Let’s give new Mayors taxation powers to stop the millionaire exodus.
- Jamila Robertson
- May 1
- 3 min read
Updated: May 15
For her column in CITY AM, Jamila Robertson suggests we give new Mayors taxation powers to stop the millionaire exodus.

Today, voters head to polling stations to elect four regional mayors (two of which are new roles for 2025, with six to come in 2026). This forms part of the government’s English Devolution Plan, which will grant extended powers to metro mayors, allowing them to “take back control” and end the “cap-in-hand approach to our regions”. Disappointingly for business, mayoral powers remain largely unchanged and continue to centre around access to central funding.
I have always had mixed feelings about devolution. While I understand the need for local communities to manage their own affairs, there is a danger that devolution puts power in the wrong hands. Case in point, Scotland, where the SNP used office not to advance the lives of Scots, but to obsess over independence; or in London, where we see a Mayor infatuated with air quality whilst locals walk around clasping their phones with both hands for fear of theft, and investors flee.
To be fair, the latter isn’t only a London problem.

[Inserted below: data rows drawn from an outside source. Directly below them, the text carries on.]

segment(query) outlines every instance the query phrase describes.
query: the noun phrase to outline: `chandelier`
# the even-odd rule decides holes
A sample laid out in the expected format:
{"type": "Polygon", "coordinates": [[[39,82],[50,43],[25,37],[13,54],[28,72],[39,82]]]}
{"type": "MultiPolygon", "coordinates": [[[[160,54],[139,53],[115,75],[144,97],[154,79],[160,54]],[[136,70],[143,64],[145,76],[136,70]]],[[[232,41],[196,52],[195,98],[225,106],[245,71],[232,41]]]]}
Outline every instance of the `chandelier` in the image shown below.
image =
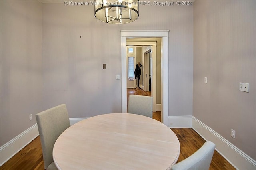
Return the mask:
{"type": "Polygon", "coordinates": [[[110,24],[124,24],[139,17],[139,0],[94,0],[94,16],[110,24]]]}

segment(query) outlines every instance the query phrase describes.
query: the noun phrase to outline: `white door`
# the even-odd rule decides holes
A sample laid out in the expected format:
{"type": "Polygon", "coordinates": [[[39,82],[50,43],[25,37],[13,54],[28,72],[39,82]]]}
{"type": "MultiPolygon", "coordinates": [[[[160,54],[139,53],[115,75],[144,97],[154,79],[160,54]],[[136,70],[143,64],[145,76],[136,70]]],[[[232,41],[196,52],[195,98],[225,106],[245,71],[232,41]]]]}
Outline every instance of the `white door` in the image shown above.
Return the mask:
{"type": "Polygon", "coordinates": [[[126,49],[127,59],[127,88],[135,88],[136,80],[134,76],[134,69],[136,66],[136,47],[127,47],[126,49]]]}

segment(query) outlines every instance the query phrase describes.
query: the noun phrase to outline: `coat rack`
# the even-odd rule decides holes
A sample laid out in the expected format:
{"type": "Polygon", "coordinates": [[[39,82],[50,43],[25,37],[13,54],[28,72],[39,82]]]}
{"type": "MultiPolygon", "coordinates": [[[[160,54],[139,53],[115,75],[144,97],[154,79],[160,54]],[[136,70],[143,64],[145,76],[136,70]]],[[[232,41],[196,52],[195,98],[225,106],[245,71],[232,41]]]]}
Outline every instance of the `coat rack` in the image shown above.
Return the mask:
{"type": "Polygon", "coordinates": [[[135,75],[135,79],[137,80],[137,87],[134,89],[136,90],[136,89],[137,88],[139,88],[139,90],[140,89],[141,89],[141,90],[143,90],[142,88],[140,87],[140,75],[141,74],[141,71],[140,70],[140,67],[141,67],[142,65],[139,62],[138,63],[138,64],[136,65],[136,67],[135,68],[135,71],[134,71],[134,75],[135,75]]]}

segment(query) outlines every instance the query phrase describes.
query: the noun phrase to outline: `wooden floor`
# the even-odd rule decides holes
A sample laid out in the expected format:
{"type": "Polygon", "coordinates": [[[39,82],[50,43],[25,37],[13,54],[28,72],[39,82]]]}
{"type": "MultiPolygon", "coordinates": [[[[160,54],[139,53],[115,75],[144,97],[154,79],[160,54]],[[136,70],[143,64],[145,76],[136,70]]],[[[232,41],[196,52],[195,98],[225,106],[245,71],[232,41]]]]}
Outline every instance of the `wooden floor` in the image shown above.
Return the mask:
{"type": "MultiPolygon", "coordinates": [[[[133,93],[136,94],[136,92],[133,93]]],[[[142,91],[140,93],[142,94],[144,92],[142,91]]],[[[145,94],[146,94],[148,92],[145,94]]],[[[154,112],[153,118],[161,121],[161,112],[154,112]]],[[[180,144],[180,154],[178,162],[192,154],[205,142],[192,128],[171,129],[177,135],[180,144]]],[[[4,164],[0,167],[0,169],[43,170],[44,162],[39,136],[4,164]]],[[[216,151],[214,151],[210,169],[235,170],[216,151]]]]}

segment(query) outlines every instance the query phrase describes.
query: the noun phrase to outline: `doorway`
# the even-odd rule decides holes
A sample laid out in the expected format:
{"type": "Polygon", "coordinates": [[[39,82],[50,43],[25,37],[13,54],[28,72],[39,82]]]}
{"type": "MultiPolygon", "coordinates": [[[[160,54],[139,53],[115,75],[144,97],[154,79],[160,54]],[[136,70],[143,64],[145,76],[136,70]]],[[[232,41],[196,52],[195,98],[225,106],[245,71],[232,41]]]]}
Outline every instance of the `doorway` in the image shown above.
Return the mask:
{"type": "Polygon", "coordinates": [[[126,38],[161,38],[161,121],[169,126],[168,54],[169,30],[121,30],[122,111],[127,113],[126,38]],[[164,93],[163,93],[164,91],[164,93]]]}

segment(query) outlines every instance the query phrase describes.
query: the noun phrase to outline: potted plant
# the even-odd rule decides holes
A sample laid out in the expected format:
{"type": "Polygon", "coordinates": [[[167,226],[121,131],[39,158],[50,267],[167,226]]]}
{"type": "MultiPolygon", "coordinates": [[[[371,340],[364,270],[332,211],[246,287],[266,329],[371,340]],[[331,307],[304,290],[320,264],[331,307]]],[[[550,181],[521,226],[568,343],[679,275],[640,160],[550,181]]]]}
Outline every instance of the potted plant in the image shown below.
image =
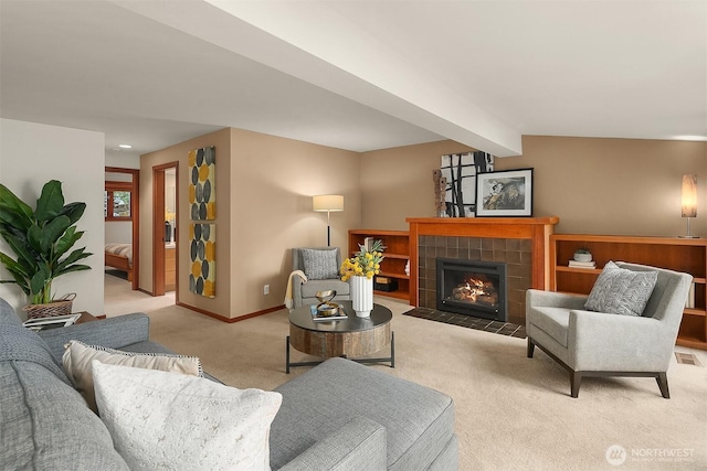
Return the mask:
{"type": "Polygon", "coordinates": [[[56,180],[44,184],[34,210],[0,184],[0,235],[17,256],[0,251],[0,261],[13,278],[0,282],[17,283],[32,304],[46,304],[54,300],[55,278],[89,270],[89,266],[77,261],[93,254],[85,251],[85,247],[68,251],[84,235],[76,231],[75,223],[85,208],[86,203],[64,205],[62,184],[56,180]]]}
{"type": "Polygon", "coordinates": [[[585,247],[581,247],[574,250],[574,255],[572,257],[577,261],[592,261],[592,254],[585,247]]]}
{"type": "Polygon", "coordinates": [[[382,240],[376,240],[370,247],[359,244],[359,251],[341,264],[339,272],[341,281],[348,281],[351,292],[351,304],[356,315],[368,318],[373,309],[373,275],[380,274],[383,261],[382,240]]]}

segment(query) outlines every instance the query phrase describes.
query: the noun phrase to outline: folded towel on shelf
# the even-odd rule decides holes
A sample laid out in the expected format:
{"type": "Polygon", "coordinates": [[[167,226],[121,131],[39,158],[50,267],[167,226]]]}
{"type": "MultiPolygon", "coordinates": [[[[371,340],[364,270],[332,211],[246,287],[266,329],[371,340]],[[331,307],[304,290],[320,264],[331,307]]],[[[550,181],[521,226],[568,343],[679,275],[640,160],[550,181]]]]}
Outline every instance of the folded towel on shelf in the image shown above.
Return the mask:
{"type": "Polygon", "coordinates": [[[307,282],[307,276],[305,275],[304,271],[295,270],[292,274],[289,274],[289,278],[287,279],[287,289],[285,290],[285,306],[287,307],[287,309],[294,308],[294,300],[292,297],[292,280],[294,277],[302,278],[303,283],[307,282]]]}

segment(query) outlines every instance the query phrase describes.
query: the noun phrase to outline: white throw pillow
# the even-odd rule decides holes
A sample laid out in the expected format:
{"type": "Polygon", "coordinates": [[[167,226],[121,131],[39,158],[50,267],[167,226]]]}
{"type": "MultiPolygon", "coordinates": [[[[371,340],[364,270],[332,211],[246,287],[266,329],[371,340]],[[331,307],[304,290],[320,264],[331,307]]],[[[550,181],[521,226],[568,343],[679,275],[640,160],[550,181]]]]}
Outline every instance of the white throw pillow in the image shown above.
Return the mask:
{"type": "Polygon", "coordinates": [[[112,365],[203,376],[201,360],[197,356],[123,352],[106,349],[105,346],[86,345],[77,340],[72,340],[66,344],[66,350],[62,356],[64,373],[66,373],[76,390],[84,396],[86,404],[94,413],[97,413],[98,409],[96,408],[96,399],[93,393],[93,374],[91,373],[91,362],[93,360],[112,365]]]}
{"type": "Polygon", "coordinates": [[[302,259],[305,263],[307,279],[328,280],[339,276],[339,267],[336,265],[336,248],[303,248],[302,259]]]}
{"type": "Polygon", "coordinates": [[[643,313],[657,279],[657,271],[629,270],[609,261],[597,278],[584,308],[589,311],[639,317],[643,313]]]}
{"type": "Polygon", "coordinates": [[[270,470],[279,393],[94,361],[96,403],[133,470],[270,470]]]}

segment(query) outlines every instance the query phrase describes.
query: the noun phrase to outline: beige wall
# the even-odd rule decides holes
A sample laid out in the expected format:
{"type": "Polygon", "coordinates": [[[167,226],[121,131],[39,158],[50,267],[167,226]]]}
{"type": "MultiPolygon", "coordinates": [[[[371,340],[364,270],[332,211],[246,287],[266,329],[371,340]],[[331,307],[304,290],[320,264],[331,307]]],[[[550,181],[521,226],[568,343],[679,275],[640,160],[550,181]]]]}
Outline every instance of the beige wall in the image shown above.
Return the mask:
{"type": "Polygon", "coordinates": [[[360,224],[359,154],[257,132],[232,135],[231,289],[233,312],[245,314],[284,303],[292,247],[326,246],[326,213],[312,211],[312,196],[344,195],[344,212],[331,213],[331,246],[346,250],[348,229],[360,224]]]}
{"type": "Polygon", "coordinates": [[[690,224],[707,236],[707,142],[526,136],[523,149],[497,159],[496,170],[535,169],[535,213],[559,216],[558,233],[685,234],[680,182],[696,173],[690,224]]]}
{"type": "MultiPolygon", "coordinates": [[[[707,142],[526,136],[524,156],[496,170],[534,168],[535,215],[557,215],[556,232],[673,236],[685,233],[679,185],[698,179],[693,233],[707,236],[707,142]]],[[[407,229],[405,217],[434,216],[432,170],[440,156],[469,150],[453,141],[366,152],[365,228],[407,229]]]]}
{"type": "Polygon", "coordinates": [[[474,149],[451,140],[363,152],[361,227],[408,231],[405,217],[434,216],[432,171],[440,157],[474,149]]]}
{"type": "Polygon", "coordinates": [[[143,156],[140,165],[140,287],[151,290],[152,167],[179,161],[179,301],[224,318],[282,306],[289,248],[326,245],[326,214],[312,211],[312,196],[345,196],[331,214],[331,245],[346,247],[360,225],[359,154],[291,139],[224,129],[143,156]],[[217,297],[188,287],[187,152],[217,148],[217,297]],[[270,295],[263,286],[270,285],[270,295]]]}
{"type": "MultiPolygon", "coordinates": [[[[231,213],[231,185],[228,175],[231,169],[231,132],[222,129],[200,136],[176,146],[150,152],[140,159],[140,288],[152,291],[152,168],[168,162],[179,162],[178,167],[178,301],[187,306],[229,317],[231,310],[228,285],[219,280],[229,279],[229,225],[231,213]],[[189,164],[187,154],[193,149],[215,146],[217,152],[217,298],[204,298],[189,291],[189,164]]],[[[161,197],[161,195],[160,195],[161,197]]],[[[163,231],[160,225],[159,231],[163,231]]]]}
{"type": "MultiPolygon", "coordinates": [[[[344,194],[331,214],[331,245],[347,248],[351,228],[408,229],[405,217],[433,217],[432,171],[440,156],[473,150],[445,140],[371,152],[350,152],[238,129],[191,139],[143,157],[143,260],[151,260],[151,168],[178,160],[179,300],[224,318],[283,304],[292,247],[326,245],[326,214],[312,196],[344,194]],[[217,298],[189,292],[186,245],[187,152],[217,147],[217,298]],[[271,293],[263,295],[270,285],[271,293]]],[[[697,173],[698,217],[707,236],[707,143],[633,139],[525,137],[524,156],[496,159],[496,170],[535,169],[535,215],[558,215],[561,233],[677,235],[679,182],[697,173]],[[699,184],[704,182],[704,184],[699,184]]],[[[151,264],[140,286],[151,289],[151,264]]]]}
{"type": "MultiPolygon", "coordinates": [[[[50,180],[62,182],[65,203],[86,203],[76,224],[84,235],[74,249],[86,247],[94,254],[81,261],[92,269],[61,276],[52,289],[56,298],[75,292],[74,312],[96,315],[103,314],[104,148],[103,132],[0,119],[0,182],[32,207],[50,180]]],[[[13,254],[4,240],[0,242],[0,249],[13,254]]],[[[1,267],[0,279],[9,278],[1,267]]],[[[15,309],[28,303],[17,285],[0,285],[0,298],[15,309]]]]}

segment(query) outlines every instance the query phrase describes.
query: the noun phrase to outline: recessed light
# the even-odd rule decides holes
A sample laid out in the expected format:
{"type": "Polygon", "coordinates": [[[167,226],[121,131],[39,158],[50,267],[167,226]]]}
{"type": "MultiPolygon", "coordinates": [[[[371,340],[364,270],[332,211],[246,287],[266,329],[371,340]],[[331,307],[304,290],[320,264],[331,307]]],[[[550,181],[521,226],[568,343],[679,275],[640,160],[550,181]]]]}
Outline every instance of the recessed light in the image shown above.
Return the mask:
{"type": "Polygon", "coordinates": [[[675,136],[680,141],[707,141],[707,136],[675,136]]]}

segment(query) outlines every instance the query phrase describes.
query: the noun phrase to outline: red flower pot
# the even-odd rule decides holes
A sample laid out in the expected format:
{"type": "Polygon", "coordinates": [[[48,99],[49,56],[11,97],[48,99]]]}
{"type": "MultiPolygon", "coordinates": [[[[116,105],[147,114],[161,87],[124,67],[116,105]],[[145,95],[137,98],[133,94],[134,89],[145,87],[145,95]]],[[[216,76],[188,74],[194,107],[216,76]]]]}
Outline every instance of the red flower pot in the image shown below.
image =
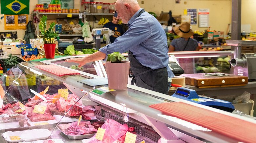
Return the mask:
{"type": "Polygon", "coordinates": [[[54,58],[56,46],[56,44],[44,44],[46,58],[54,58]]]}

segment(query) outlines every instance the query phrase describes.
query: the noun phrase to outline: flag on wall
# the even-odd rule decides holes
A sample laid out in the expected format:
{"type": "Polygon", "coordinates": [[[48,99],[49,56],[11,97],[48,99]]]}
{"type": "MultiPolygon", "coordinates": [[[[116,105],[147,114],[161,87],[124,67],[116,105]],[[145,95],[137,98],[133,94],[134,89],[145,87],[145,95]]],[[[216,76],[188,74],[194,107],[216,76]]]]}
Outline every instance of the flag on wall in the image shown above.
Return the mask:
{"type": "Polygon", "coordinates": [[[1,14],[29,14],[29,0],[1,0],[1,14]]]}

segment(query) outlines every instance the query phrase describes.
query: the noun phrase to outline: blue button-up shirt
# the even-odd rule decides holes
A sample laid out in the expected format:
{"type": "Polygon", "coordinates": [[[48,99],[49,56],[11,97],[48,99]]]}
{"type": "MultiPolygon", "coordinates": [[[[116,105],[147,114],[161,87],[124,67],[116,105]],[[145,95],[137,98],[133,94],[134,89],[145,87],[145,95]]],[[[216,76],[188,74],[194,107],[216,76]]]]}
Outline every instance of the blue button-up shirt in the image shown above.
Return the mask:
{"type": "Polygon", "coordinates": [[[166,34],[156,19],[147,12],[137,17],[139,9],[130,19],[129,29],[114,43],[99,51],[108,55],[114,52],[129,50],[140,63],[155,70],[167,68],[169,77],[174,75],[168,66],[168,46],[166,34]]]}

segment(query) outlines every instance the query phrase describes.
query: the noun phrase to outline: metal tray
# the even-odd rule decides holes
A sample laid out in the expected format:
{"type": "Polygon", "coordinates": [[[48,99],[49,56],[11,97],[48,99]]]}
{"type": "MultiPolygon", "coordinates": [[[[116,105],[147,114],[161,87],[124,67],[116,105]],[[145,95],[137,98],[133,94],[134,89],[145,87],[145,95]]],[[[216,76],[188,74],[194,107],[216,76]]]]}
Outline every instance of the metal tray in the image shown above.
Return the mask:
{"type": "Polygon", "coordinates": [[[245,40],[226,40],[227,45],[230,46],[256,46],[256,41],[245,40]]]}
{"type": "Polygon", "coordinates": [[[59,129],[59,128],[58,125],[57,127],[57,128],[58,128],[58,129],[64,135],[66,136],[68,138],[70,139],[75,140],[75,139],[84,139],[85,138],[91,138],[95,134],[91,134],[81,135],[69,135],[63,133],[63,132],[62,132],[62,131],[61,131],[61,130],[60,130],[60,129],[59,129]]]}

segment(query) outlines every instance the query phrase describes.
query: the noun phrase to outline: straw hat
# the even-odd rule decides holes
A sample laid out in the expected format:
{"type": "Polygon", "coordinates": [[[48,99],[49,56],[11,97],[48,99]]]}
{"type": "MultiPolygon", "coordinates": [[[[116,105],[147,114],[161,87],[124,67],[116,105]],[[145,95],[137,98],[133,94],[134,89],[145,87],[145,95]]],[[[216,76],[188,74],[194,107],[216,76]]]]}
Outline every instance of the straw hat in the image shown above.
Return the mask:
{"type": "Polygon", "coordinates": [[[187,23],[181,24],[179,27],[175,26],[174,32],[178,36],[183,38],[189,38],[194,34],[190,29],[190,24],[187,23]]]}

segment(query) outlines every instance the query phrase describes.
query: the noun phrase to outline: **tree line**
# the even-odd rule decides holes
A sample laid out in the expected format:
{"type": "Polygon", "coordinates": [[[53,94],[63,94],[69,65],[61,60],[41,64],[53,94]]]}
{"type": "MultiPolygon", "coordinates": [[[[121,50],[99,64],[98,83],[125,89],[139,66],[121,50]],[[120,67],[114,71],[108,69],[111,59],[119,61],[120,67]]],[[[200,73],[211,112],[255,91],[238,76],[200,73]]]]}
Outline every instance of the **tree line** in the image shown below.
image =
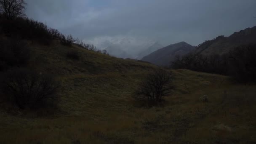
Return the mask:
{"type": "Polygon", "coordinates": [[[177,56],[171,67],[229,75],[241,82],[256,82],[256,44],[238,46],[221,55],[191,53],[177,56]]]}

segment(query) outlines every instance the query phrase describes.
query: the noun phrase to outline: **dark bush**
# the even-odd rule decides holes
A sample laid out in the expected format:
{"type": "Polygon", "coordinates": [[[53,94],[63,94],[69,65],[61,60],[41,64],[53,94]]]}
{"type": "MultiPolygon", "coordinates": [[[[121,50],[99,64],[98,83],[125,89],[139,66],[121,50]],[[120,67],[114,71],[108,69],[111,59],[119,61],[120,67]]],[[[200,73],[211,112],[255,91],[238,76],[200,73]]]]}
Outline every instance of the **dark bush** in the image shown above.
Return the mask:
{"type": "Polygon", "coordinates": [[[30,58],[30,51],[24,42],[15,40],[0,41],[0,70],[26,65],[30,58]]]}
{"type": "Polygon", "coordinates": [[[256,45],[244,45],[229,51],[230,74],[239,82],[256,82],[256,45]]]}
{"type": "Polygon", "coordinates": [[[255,82],[256,45],[237,47],[221,56],[190,53],[177,57],[171,67],[230,75],[240,82],[255,82]]]}
{"type": "Polygon", "coordinates": [[[45,44],[44,42],[51,42],[53,37],[58,35],[56,30],[53,31],[46,24],[27,18],[18,17],[13,20],[2,21],[1,27],[7,36],[35,40],[45,44]]]}
{"type": "Polygon", "coordinates": [[[20,109],[46,107],[57,100],[59,85],[50,75],[16,68],[8,71],[2,77],[2,92],[20,109]]]}
{"type": "Polygon", "coordinates": [[[196,71],[226,75],[228,72],[228,57],[213,54],[204,56],[189,53],[182,58],[177,56],[171,65],[174,69],[186,69],[196,71]]]}
{"type": "Polygon", "coordinates": [[[72,51],[68,52],[67,53],[67,57],[68,59],[74,60],[78,60],[80,59],[78,52],[75,51],[72,51]]]}
{"type": "Polygon", "coordinates": [[[140,84],[134,98],[137,100],[147,100],[149,105],[161,101],[163,96],[168,96],[173,88],[171,83],[171,72],[159,68],[147,75],[140,84]]]}
{"type": "Polygon", "coordinates": [[[66,36],[61,34],[61,43],[65,45],[71,46],[73,43],[75,42],[75,39],[71,35],[66,36]]]}

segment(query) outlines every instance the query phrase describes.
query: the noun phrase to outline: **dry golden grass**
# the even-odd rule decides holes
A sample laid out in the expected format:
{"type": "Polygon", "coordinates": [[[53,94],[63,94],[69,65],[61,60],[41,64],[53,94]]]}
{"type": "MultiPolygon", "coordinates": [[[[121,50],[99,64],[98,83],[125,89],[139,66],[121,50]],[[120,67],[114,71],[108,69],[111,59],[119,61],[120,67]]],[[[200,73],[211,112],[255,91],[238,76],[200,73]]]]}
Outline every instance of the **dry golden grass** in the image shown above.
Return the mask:
{"type": "Polygon", "coordinates": [[[172,70],[173,95],[162,107],[146,108],[131,96],[155,66],[57,42],[50,47],[30,46],[34,54],[29,67],[57,77],[61,101],[48,115],[12,114],[2,107],[1,144],[256,143],[255,85],[172,70]],[[71,50],[78,51],[79,60],[66,58],[71,50]],[[205,95],[209,102],[199,100],[205,95]]]}

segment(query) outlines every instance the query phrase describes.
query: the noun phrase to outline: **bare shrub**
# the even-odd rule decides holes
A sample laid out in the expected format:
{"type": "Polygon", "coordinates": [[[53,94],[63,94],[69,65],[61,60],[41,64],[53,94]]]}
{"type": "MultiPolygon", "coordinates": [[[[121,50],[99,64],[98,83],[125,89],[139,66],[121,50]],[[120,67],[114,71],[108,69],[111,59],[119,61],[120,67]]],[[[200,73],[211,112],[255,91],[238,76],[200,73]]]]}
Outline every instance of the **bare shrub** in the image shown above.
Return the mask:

The impact of the Autumn Budget is still being felt across the country. Only last week, City AM reported that Goldman Sachs’ most senior banker outside the US, Richard Gnodde, is moving to Italy – which has attracted non-doms through its golden visa scheme (a flat €200,000 fee, ironically inspired by the UK’s non-dom status). Gnodde’s move mirrors that of Labour Party donor and multi-billionaire steel tycoon, Lakshmi Mittal, who recently announced he was leaving the UK for the UAE, and young entrepreneurs Steven Bartlett and Grace Beverley, who have both relocated to LA.
But who can blame them? With the government increasing Capital Gains Tax to 24 per cent (a move which has seen UK Capital Gains Tax receipts fall by £1bn in the 12 months to March 2025), imposing VAT on independent schools and abolishing non-dom status, more than 10,000 millionaires left the UK in 2024, a 157 per cent increase on the previous year, according to investment migration advisers Henley & Partners. It means that, since Labour came to power, one millionaire has left the UK every 45 minutes.
A study by the Adam Smith Institute claimed that Britain’s exodus of millionaires last year was as damaging as the UK losing half a million taxpayers, and found that each of the millionaires who left Britain last year would have paid at least £393,957 in income tax.
So what is the solution? We channel Texas, and we do this by expanding enterprise zones. Established by Geoffrey Howe in 1980 and relaunched by George Osborne in 2011, Enterprise zones were created to provide businesses located within them with growth incentives, such as a business rate discount of up to 100 per cent over a five-year period, enhanced capital allowances for the purchase of machinery and equipment, and access to simplified planning laws.
There are 48 enterprise zones in England, which form a myriad of guises, including Bristol University, the Didcot Growth Accelerator and Oceansgate Plymouth. In 2018, the then Ministry of Housing, Communities and Local Government revealed that between April 2012 and December 2016, enterprise zones in England hosted 877 companies, which employed 38,393 people and attracted £3.5bn in private sector investment.
The US federal system enables a similar level of competition on steroids. If you are priced out of California, as many wealth creators have been, you can move to Texas. Texas, which boasts zero corporate income tax, with only businesses with gross receipts in excess of $2.47m subject to a franchise tax between 0.375-0.75 per cent, saw 94,000 Californians move to the state in 2023.
To realise similar benefits, metro mayors should be given the freedom to set income tax, corporation tax and business rates for their areas, creating a real market mechanism.
If a mayor could set the income and corporation tax rate for an area they preside over to 0 per cent, we would see a dramatic shift and real movement across the country, instead of out of it. We would see entrepreneurs, young families and investors move not to Italy or the UAE, but to Lincolnshire, Bath or Hull. Who needs the Burj Khalifa, when you have Bath Spa?